What Keeps Cities in Asia and Africa from Effective Public Service Delivery?

Urban Institute blog by Madeline Roth and Ammar Malik

Cities are widely regarded as engines of economic growth. Their ability to attract and retain talent and financial capital drives productivity and the well-being of societies. But cities across sub-Saharan Africa and Asia, two of the world’s most populous and rapidly urbanizing regions, are unable to provide basic services to most of their residents. Countries with greater levels of urbanization have traditionally enjoyed greater prosperity, but the rise of poor megacities in recent years has cast doubts on this relationship.

By 2040, over half the world’s poor earning less than $1 per day are expected to live in cities. To realize their full economic potential, cities must offer quality public amenities, modern urban infrastructure, and widely accessible basic public services such as water and sanitation.

What factors prevent cities from better serving residents? And what can city governments do improve the status quo?

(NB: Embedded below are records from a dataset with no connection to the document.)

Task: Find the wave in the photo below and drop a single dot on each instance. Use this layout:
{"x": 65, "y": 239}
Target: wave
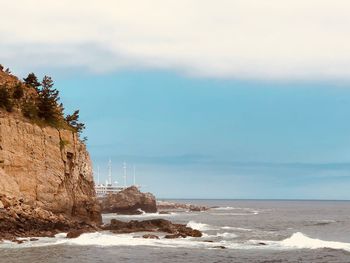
{"x": 236, "y": 228}
{"x": 224, "y": 208}
{"x": 140, "y": 216}
{"x": 201, "y": 226}
{"x": 235, "y": 214}
{"x": 107, "y": 239}
{"x": 301, "y": 241}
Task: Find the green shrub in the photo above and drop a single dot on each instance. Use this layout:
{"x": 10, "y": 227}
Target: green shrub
{"x": 5, "y": 99}
{"x": 29, "y": 110}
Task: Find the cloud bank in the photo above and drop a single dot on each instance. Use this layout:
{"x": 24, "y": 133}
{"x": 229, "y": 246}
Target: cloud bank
{"x": 248, "y": 39}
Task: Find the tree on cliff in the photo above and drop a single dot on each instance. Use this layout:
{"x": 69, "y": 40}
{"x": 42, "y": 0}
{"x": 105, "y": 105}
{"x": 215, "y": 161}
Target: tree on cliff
{"x": 18, "y": 91}
{"x": 73, "y": 121}
{"x": 32, "y": 81}
{"x": 5, "y": 99}
{"x": 48, "y": 107}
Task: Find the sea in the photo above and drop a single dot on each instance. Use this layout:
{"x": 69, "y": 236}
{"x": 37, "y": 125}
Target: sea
{"x": 233, "y": 231}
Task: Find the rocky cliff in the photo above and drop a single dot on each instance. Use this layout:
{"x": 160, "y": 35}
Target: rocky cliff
{"x": 49, "y": 168}
{"x": 46, "y": 167}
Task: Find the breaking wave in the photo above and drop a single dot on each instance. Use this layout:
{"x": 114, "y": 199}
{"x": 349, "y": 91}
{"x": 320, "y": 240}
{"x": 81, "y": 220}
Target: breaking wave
{"x": 201, "y": 226}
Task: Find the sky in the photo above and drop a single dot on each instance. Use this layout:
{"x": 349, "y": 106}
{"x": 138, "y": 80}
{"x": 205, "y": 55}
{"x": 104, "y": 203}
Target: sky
{"x": 207, "y": 99}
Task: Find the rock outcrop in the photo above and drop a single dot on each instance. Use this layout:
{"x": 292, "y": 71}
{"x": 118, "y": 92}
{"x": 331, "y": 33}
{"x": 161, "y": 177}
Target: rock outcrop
{"x": 18, "y": 219}
{"x": 129, "y": 201}
{"x": 153, "y": 225}
{"x": 46, "y": 168}
{"x": 164, "y": 205}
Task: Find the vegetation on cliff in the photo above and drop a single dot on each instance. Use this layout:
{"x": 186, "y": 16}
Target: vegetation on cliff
{"x": 38, "y": 101}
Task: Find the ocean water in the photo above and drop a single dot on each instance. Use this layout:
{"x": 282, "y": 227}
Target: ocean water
{"x": 249, "y": 231}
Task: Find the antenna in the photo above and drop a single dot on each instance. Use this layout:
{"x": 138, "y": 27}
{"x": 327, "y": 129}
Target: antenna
{"x": 98, "y": 175}
{"x": 110, "y": 171}
{"x": 124, "y": 166}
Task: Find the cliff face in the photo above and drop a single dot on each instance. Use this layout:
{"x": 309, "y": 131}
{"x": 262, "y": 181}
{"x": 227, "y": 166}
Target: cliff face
{"x": 47, "y": 167}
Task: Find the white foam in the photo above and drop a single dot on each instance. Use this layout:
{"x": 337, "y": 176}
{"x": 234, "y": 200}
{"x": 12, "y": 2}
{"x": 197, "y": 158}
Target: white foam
{"x": 299, "y": 240}
{"x": 141, "y": 216}
{"x": 227, "y": 235}
{"x": 236, "y": 228}
{"x": 225, "y": 208}
{"x": 243, "y": 211}
{"x": 200, "y": 226}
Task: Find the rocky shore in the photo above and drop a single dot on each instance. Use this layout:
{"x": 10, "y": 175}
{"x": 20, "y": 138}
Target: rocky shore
{"x": 129, "y": 202}
{"x": 166, "y": 206}
{"x": 18, "y": 219}
{"x": 46, "y": 181}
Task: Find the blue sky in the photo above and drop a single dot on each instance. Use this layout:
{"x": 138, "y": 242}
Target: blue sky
{"x": 212, "y": 138}
{"x": 208, "y": 99}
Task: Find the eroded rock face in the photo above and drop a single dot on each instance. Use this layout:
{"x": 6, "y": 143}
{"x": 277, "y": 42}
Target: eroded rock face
{"x": 18, "y": 219}
{"x": 129, "y": 201}
{"x": 164, "y": 205}
{"x": 48, "y": 168}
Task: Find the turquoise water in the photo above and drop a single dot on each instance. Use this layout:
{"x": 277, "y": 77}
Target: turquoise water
{"x": 250, "y": 231}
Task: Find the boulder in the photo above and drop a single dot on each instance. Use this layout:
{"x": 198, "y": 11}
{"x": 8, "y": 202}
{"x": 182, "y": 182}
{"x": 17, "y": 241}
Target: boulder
{"x": 153, "y": 225}
{"x": 129, "y": 201}
{"x": 150, "y": 236}
{"x": 75, "y": 233}
{"x": 165, "y": 205}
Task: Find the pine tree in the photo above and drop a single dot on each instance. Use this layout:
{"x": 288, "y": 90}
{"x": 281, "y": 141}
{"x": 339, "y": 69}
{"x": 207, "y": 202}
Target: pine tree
{"x": 18, "y": 91}
{"x": 5, "y": 99}
{"x": 73, "y": 121}
{"x": 32, "y": 81}
{"x": 48, "y": 108}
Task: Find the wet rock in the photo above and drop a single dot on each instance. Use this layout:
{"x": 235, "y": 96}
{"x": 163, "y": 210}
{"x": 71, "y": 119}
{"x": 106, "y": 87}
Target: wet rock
{"x": 22, "y": 220}
{"x": 75, "y": 233}
{"x": 220, "y": 247}
{"x": 150, "y": 236}
{"x": 129, "y": 201}
{"x": 178, "y": 235}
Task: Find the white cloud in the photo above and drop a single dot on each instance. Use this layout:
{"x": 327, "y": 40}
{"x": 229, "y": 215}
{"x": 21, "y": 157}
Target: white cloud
{"x": 263, "y": 39}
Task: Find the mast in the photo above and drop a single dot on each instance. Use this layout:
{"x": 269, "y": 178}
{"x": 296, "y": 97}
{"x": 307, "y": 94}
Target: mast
{"x": 124, "y": 166}
{"x": 110, "y": 171}
{"x": 98, "y": 175}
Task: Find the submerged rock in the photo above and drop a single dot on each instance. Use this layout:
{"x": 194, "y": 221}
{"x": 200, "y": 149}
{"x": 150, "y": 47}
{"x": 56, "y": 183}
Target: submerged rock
{"x": 150, "y": 236}
{"x": 153, "y": 225}
{"x": 21, "y": 220}
{"x": 46, "y": 182}
{"x": 129, "y": 201}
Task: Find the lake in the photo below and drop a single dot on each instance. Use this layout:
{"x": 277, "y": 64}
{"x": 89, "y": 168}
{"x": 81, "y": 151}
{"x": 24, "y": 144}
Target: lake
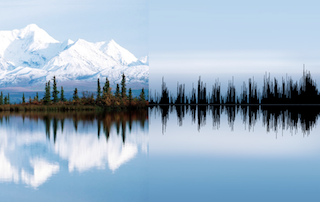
{"x": 204, "y": 153}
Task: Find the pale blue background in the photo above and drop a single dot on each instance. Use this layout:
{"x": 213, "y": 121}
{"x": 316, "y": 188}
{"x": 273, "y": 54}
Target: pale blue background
{"x": 125, "y": 21}
{"x": 221, "y": 39}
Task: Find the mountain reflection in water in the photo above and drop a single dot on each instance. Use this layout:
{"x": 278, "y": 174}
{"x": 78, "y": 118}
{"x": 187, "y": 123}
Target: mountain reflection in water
{"x": 34, "y": 145}
{"x": 274, "y": 117}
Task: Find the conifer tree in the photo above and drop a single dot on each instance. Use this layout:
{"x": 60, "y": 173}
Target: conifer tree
{"x": 36, "y": 98}
{"x": 23, "y": 99}
{"x": 123, "y": 86}
{"x": 98, "y": 91}
{"x": 130, "y": 95}
{"x": 75, "y": 95}
{"x": 1, "y": 98}
{"x": 62, "y": 98}
{"x": 142, "y": 95}
{"x": 117, "y": 94}
{"x": 106, "y": 87}
{"x": 46, "y": 98}
{"x": 55, "y": 91}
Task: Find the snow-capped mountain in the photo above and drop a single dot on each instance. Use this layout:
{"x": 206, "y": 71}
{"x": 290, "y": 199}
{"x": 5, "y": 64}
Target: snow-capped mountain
{"x": 30, "y": 57}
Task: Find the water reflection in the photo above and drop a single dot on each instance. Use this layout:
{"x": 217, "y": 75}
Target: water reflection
{"x": 274, "y": 117}
{"x": 35, "y": 146}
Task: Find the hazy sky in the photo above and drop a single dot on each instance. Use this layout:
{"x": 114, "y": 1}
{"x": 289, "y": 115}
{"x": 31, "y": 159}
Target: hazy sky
{"x": 212, "y": 38}
{"x": 125, "y": 21}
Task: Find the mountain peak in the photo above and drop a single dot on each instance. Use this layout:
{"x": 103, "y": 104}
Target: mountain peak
{"x": 32, "y": 27}
{"x": 38, "y": 34}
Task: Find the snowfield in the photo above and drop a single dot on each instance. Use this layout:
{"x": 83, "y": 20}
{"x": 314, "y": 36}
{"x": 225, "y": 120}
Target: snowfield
{"x": 31, "y": 57}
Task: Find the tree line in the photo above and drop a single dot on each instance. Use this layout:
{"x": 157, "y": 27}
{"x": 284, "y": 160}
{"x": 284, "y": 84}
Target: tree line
{"x": 104, "y": 97}
{"x": 273, "y": 92}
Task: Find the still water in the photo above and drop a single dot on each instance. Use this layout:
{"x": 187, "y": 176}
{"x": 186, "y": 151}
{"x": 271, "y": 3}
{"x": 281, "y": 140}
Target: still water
{"x": 234, "y": 154}
{"x": 74, "y": 156}
{"x": 195, "y": 154}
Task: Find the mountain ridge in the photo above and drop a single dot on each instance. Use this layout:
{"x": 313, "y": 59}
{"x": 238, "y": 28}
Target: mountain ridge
{"x": 30, "y": 57}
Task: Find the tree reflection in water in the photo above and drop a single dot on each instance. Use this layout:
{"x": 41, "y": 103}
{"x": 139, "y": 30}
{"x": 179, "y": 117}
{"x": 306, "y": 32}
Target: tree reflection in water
{"x": 274, "y": 117}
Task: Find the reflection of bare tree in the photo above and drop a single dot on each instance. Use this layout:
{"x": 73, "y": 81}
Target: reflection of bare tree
{"x": 273, "y": 117}
{"x": 87, "y": 118}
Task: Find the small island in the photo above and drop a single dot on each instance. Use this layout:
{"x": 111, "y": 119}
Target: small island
{"x": 103, "y": 100}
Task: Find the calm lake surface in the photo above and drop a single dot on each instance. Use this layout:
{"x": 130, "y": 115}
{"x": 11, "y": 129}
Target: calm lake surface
{"x": 165, "y": 154}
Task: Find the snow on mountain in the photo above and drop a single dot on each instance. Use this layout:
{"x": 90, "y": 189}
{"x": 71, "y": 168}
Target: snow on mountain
{"x": 31, "y": 57}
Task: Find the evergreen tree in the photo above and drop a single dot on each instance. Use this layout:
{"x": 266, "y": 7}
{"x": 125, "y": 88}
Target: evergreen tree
{"x": 75, "y": 95}
{"x": 62, "y": 98}
{"x": 142, "y": 95}
{"x": 98, "y": 91}
{"x": 130, "y": 95}
{"x": 23, "y": 98}
{"x": 36, "y": 98}
{"x": 55, "y": 91}
{"x": 123, "y": 86}
{"x": 46, "y": 98}
{"x": 106, "y": 87}
{"x": 117, "y": 94}
{"x": 1, "y": 98}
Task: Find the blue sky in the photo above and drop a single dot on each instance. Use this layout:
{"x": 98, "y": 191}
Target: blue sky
{"x": 232, "y": 38}
{"x": 125, "y": 21}
{"x": 214, "y": 39}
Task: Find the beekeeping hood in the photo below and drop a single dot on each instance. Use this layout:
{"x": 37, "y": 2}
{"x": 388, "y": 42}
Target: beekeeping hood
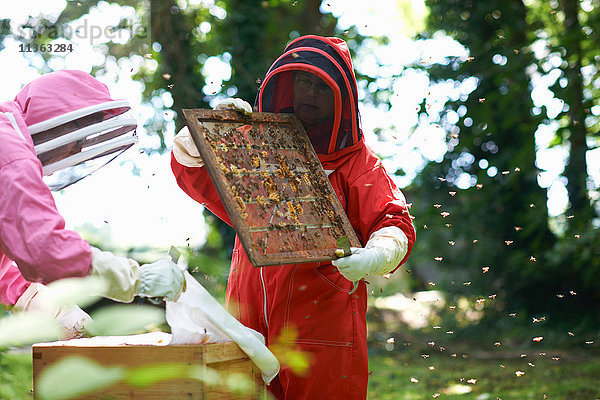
{"x": 329, "y": 59}
{"x": 75, "y": 125}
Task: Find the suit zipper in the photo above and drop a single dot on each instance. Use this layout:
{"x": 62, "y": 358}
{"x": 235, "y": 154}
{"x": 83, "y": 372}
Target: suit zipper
{"x": 262, "y": 282}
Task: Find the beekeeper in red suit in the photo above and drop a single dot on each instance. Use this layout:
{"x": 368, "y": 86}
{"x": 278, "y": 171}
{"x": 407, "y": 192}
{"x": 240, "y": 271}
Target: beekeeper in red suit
{"x": 57, "y": 130}
{"x": 314, "y": 79}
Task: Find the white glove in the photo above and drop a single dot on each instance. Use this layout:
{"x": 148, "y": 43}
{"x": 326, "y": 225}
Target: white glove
{"x": 120, "y": 273}
{"x": 185, "y": 150}
{"x": 382, "y": 253}
{"x": 39, "y": 298}
{"x": 162, "y": 278}
{"x": 235, "y": 104}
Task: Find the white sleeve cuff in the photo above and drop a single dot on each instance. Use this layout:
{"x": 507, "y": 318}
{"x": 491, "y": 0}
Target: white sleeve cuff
{"x": 185, "y": 151}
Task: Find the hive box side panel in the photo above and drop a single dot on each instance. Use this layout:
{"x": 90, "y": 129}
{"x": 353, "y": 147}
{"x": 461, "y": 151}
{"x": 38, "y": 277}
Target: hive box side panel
{"x": 223, "y": 357}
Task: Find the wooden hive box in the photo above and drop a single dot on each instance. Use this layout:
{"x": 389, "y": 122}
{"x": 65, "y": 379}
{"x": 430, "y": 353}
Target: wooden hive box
{"x": 223, "y": 357}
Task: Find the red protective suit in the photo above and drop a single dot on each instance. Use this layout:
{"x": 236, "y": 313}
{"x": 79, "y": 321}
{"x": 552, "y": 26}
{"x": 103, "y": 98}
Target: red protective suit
{"x": 32, "y": 232}
{"x": 309, "y": 304}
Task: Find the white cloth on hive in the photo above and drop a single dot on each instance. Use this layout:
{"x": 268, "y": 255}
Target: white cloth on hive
{"x": 197, "y": 317}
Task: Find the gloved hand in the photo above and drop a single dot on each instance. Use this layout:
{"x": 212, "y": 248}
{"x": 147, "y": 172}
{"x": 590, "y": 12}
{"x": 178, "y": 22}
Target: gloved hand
{"x": 185, "y": 150}
{"x": 235, "y": 104}
{"x": 125, "y": 278}
{"x": 39, "y": 298}
{"x": 382, "y": 253}
{"x": 121, "y": 274}
{"x": 162, "y": 278}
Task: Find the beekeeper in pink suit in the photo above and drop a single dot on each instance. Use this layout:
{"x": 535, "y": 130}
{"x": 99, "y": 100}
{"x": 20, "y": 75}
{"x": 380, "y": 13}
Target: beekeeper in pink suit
{"x": 59, "y": 128}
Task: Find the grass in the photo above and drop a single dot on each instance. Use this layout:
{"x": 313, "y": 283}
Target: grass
{"x": 417, "y": 374}
{"x": 440, "y": 375}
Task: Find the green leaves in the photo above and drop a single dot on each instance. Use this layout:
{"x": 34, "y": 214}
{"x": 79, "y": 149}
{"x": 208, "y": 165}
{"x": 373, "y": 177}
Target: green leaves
{"x": 125, "y": 319}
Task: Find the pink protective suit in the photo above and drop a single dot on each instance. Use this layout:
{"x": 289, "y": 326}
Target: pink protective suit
{"x": 32, "y": 232}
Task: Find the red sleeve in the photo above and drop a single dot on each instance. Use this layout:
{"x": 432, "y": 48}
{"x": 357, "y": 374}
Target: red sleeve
{"x": 196, "y": 183}
{"x": 374, "y": 201}
{"x": 32, "y": 232}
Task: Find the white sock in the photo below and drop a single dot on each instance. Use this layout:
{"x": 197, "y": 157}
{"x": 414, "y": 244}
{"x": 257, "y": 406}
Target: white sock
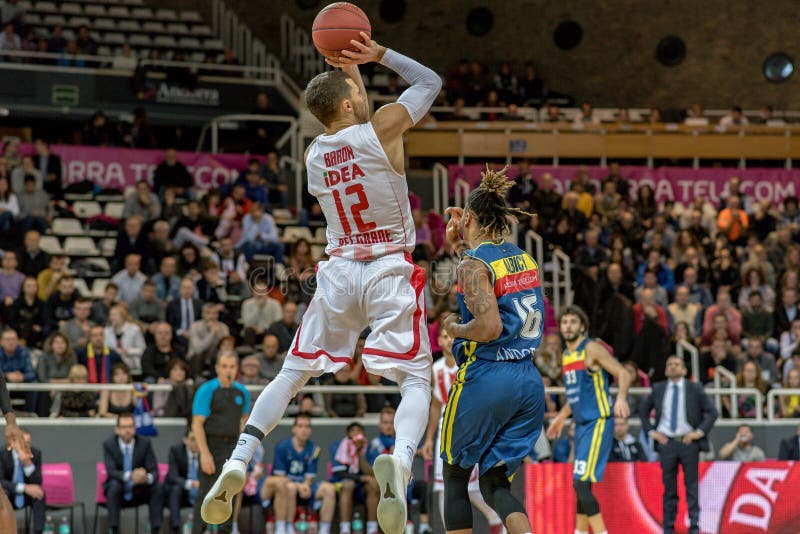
{"x": 409, "y": 426}
{"x": 477, "y": 501}
{"x": 268, "y": 410}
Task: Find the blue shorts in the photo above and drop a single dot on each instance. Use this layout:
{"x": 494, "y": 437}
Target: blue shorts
{"x": 493, "y": 415}
{"x": 593, "y": 442}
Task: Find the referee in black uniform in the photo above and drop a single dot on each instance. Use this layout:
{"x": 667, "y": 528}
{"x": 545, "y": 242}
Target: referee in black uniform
{"x": 219, "y": 411}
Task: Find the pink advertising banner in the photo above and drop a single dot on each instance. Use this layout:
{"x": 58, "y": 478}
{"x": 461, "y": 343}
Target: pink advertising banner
{"x": 122, "y": 167}
{"x": 680, "y": 184}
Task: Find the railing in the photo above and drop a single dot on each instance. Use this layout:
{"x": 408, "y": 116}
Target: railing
{"x": 238, "y": 37}
{"x": 297, "y": 49}
{"x": 694, "y": 355}
{"x": 441, "y": 188}
{"x": 291, "y": 136}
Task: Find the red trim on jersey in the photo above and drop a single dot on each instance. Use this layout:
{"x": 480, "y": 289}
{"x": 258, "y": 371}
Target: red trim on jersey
{"x": 418, "y": 283}
{"x": 516, "y": 282}
{"x": 579, "y": 365}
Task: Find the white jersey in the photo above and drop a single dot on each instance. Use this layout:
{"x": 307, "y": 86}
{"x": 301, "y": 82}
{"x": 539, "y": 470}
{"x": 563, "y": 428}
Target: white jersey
{"x": 365, "y": 202}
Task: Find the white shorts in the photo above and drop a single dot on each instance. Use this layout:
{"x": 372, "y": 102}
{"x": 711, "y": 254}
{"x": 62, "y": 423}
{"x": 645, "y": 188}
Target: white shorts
{"x": 384, "y": 294}
{"x": 438, "y": 470}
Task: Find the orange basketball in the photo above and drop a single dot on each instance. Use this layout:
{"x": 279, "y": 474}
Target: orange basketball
{"x": 336, "y": 25}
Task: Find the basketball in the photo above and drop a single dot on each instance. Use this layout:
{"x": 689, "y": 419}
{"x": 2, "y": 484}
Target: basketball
{"x": 336, "y": 25}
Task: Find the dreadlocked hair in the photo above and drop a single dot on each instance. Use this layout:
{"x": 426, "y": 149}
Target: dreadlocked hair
{"x": 488, "y": 203}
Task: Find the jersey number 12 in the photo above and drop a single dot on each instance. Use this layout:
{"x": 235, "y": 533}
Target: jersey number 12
{"x": 531, "y": 317}
{"x": 355, "y": 209}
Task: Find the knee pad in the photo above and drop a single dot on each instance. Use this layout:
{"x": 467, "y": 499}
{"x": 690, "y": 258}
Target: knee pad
{"x": 583, "y": 491}
{"x": 457, "y": 508}
{"x": 496, "y": 491}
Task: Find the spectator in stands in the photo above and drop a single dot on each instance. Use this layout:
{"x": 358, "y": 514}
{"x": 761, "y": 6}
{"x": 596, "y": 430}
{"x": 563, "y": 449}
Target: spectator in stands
{"x": 276, "y": 181}
{"x": 157, "y": 356}
{"x": 9, "y": 40}
{"x": 26, "y": 168}
{"x": 9, "y": 209}
{"x": 49, "y": 279}
{"x": 132, "y": 240}
{"x": 58, "y": 308}
{"x": 98, "y": 357}
{"x": 764, "y": 360}
{"x": 35, "y": 207}
{"x": 178, "y": 402}
{"x": 723, "y": 307}
{"x": 741, "y": 448}
{"x": 734, "y": 118}
{"x": 130, "y": 280}
{"x": 132, "y": 474}
{"x": 181, "y": 483}
{"x": 113, "y": 403}
{"x": 211, "y": 288}
{"x": 625, "y": 448}
{"x": 683, "y": 310}
{"x": 172, "y": 174}
{"x": 204, "y": 336}
{"x": 124, "y": 336}
{"x": 286, "y": 328}
{"x": 233, "y": 267}
{"x": 270, "y": 361}
{"x": 78, "y": 403}
{"x": 148, "y": 310}
{"x": 184, "y": 310}
{"x": 166, "y": 281}
{"x": 21, "y": 477}
{"x": 26, "y": 313}
{"x": 32, "y": 259}
{"x": 86, "y": 44}
{"x": 77, "y": 328}
{"x": 260, "y": 235}
{"x": 10, "y": 279}
{"x": 786, "y": 312}
{"x": 101, "y": 307}
{"x": 142, "y": 202}
{"x": 259, "y": 313}
{"x": 352, "y": 470}
{"x": 16, "y": 365}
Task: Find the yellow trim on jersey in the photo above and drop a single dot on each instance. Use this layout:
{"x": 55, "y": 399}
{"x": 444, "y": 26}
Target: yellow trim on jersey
{"x": 518, "y": 264}
{"x": 602, "y": 398}
{"x": 452, "y": 402}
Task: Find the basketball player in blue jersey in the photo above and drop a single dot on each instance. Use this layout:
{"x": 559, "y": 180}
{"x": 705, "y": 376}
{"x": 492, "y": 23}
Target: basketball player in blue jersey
{"x": 586, "y": 366}
{"x": 496, "y": 404}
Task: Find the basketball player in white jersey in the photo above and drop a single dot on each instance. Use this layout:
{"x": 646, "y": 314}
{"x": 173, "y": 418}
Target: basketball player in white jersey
{"x": 356, "y": 171}
{"x": 444, "y": 374}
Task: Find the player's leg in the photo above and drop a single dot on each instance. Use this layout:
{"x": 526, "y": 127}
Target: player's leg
{"x": 398, "y": 349}
{"x": 326, "y": 493}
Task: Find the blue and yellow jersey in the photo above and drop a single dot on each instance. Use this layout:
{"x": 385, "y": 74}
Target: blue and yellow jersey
{"x": 587, "y": 389}
{"x": 517, "y": 286}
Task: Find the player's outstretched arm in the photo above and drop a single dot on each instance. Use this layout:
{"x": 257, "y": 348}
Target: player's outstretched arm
{"x": 486, "y": 324}
{"x": 599, "y": 355}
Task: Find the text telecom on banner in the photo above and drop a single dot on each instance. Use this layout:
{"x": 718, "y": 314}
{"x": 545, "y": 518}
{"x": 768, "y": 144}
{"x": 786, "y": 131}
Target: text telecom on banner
{"x": 122, "y": 167}
{"x": 735, "y": 498}
{"x": 681, "y": 184}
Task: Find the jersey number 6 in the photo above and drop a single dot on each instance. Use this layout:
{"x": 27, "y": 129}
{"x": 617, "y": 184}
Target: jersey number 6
{"x": 355, "y": 209}
{"x": 531, "y": 317}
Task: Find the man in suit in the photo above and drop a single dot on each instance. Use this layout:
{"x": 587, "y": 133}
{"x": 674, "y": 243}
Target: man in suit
{"x": 21, "y": 477}
{"x": 132, "y": 474}
{"x": 790, "y": 447}
{"x": 184, "y": 310}
{"x": 182, "y": 482}
{"x": 50, "y": 166}
{"x": 684, "y": 417}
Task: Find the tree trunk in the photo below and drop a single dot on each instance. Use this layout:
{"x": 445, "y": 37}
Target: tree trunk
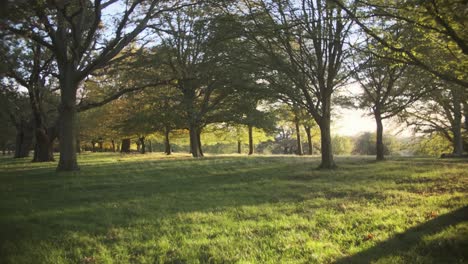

The following five factors are crucial:

  1. Effectiveness of functional assignments: the extent to which local governments’ de facto responsibilities match legal authority, such as planning and executing capital investments. When cities are responsible for delivering solid waste management services, for instance, central government entities must not interfere in operating the landfill.
  2. Dynamic local political leadership: the level of political space available to local leadership, and their dynamism and responsiveness in responding to the citizens’ demands. Regardless of the type of service, local government executives require complete support of local councils and the bureaucracies to deliver services effectively.
  3. Administrative autonomy: local authorities’ powers to hire and fire key local staff, approve their own budgets, and determine their own administrative structures. In many countries, central governments prevent local authorities from making key financial decisions and offering necessary skills trainings and tools.
  4. Financial autonomy: the ability to set service fees, transparency of annual budgeting, powers for raising capital for public investments, and adverse effects of dependence on fiscal transfers. Local governments are often denied adequate powers to set and collect user fees on services they deliver, preventing them from cross-subsidizing low-income residents by charging higher revenues generated from wealthier residents.
  5. Accountability to and participation of citizens: the responsiveness to the electorate’s needs through institutionalized systems for participatory planning, complaint handling, and performance management. Since local governments must answer to their electorate, the electorate’s support must be obtained on annual spending, setting standards of service delivery, and providing robust systems for redressing complaints.

In a recent study, we applied this framework to study water delivery, sanitation, and solid waste management services in 42 cities across 14 countries in Africa and Asia. We found that regardless of service type or city size, cities are weakly empowered to deliver services, as indicated by the average score of 12.88 out of 25. Despite the well-documented economic potential of cities, most national public policy systems do not give local governments much scope to improve service delivery.